Anxiety is bad enough for the average sufferer but once you have children it’s amplified.  Trying to get pregnant caused a lot of anxiety, miscarriages were crippling, pregnancy was a 9 month long worry festival!  Once my daughter was born I had the added work of worrying about her every day and I still do.  It is very hard to let go and allow your children to make their own mistakes.  There are days I breakdown and wonder if I have done everything wrong in raising her but she is only 9 and has managed to survive this long so I will give myself some credit.  They say it is natural to worry about your children over their entire lives so I have a lot of worrying to look forward to and probably shouldn’t waste it on little things.

Being an Introvert –
Aside from my anxiety issues I am naturally an introvert.  I have never thrived in groups no matter how I try and I find them exhausting.  If given the option to go out or stay home and watch a movie, I will pick the movie every time.  If I do go out I find that I am saying “what the fuck!” more often then most people.  All the insanity just makes me want to go home and lock the doors.  Mostly I enjoy solitary tasks like reading, sewing, cooking, writing and above all else … cleaning the bathroom!  It is the one room in the house that provides me the most cleaning satisfaction, next would be the kitchen but that is can make up a separate blog post alltogether.
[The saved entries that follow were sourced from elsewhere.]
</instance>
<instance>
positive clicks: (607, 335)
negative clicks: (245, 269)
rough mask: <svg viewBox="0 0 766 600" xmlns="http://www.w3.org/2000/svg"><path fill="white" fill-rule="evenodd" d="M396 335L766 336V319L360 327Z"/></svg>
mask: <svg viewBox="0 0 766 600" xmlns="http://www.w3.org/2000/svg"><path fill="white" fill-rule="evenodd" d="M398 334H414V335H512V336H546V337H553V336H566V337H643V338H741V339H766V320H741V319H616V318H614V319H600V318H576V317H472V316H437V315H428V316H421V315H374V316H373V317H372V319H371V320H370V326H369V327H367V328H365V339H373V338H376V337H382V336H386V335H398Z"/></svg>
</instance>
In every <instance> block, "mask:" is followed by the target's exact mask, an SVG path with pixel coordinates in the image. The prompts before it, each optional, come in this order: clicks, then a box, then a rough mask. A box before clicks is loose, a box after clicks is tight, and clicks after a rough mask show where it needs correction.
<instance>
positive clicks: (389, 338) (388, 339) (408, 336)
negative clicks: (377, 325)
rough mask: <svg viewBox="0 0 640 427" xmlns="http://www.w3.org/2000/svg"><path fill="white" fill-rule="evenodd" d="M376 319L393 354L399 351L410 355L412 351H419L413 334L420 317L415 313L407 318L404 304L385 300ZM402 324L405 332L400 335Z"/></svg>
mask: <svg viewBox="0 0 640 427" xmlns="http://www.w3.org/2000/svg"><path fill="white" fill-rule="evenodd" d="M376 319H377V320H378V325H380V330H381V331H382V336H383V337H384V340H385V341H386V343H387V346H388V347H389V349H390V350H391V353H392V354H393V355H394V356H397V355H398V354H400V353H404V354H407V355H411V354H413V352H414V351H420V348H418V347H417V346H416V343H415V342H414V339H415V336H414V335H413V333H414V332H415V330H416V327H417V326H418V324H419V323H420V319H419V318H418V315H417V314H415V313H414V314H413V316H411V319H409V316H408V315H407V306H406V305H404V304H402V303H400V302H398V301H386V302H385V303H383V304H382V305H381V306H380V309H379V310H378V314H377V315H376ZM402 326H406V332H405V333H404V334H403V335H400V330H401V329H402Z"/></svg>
People confuse introverts with being solitary but that is an incorrect assumption.  There are many different levels of introverts.  I do not like to be alone, at least not for a long time but the person I am with needs to be calm and loving and let me be me without judgement.  I love to dress up nice but that doesn’t mean I want to go out, it just makes me feel good to put on a dress or a silly costume and STAY HOME.  I love to cuddle quietly and recently I have come to appreciate what it is to just sit, relax and enjoy the view.

This world is a frightening and wonderful place and just like Alice I often wonder WTF is going on and where I am.  Is any of this real and how is it possible I could have lived through so much crap with such anxiety?  The obvious answer is that I am Wonder Woman, clearly.  If I am than I would really like to find my invisible jet because traffic sucks in the morning.  My superpower is my hyper-self awareness which allows me to recognize my anxiety and tell myself to calm the fuck down.  Some days it just takes longer than others for me to listen to myself and get my head out of the rabbit hole.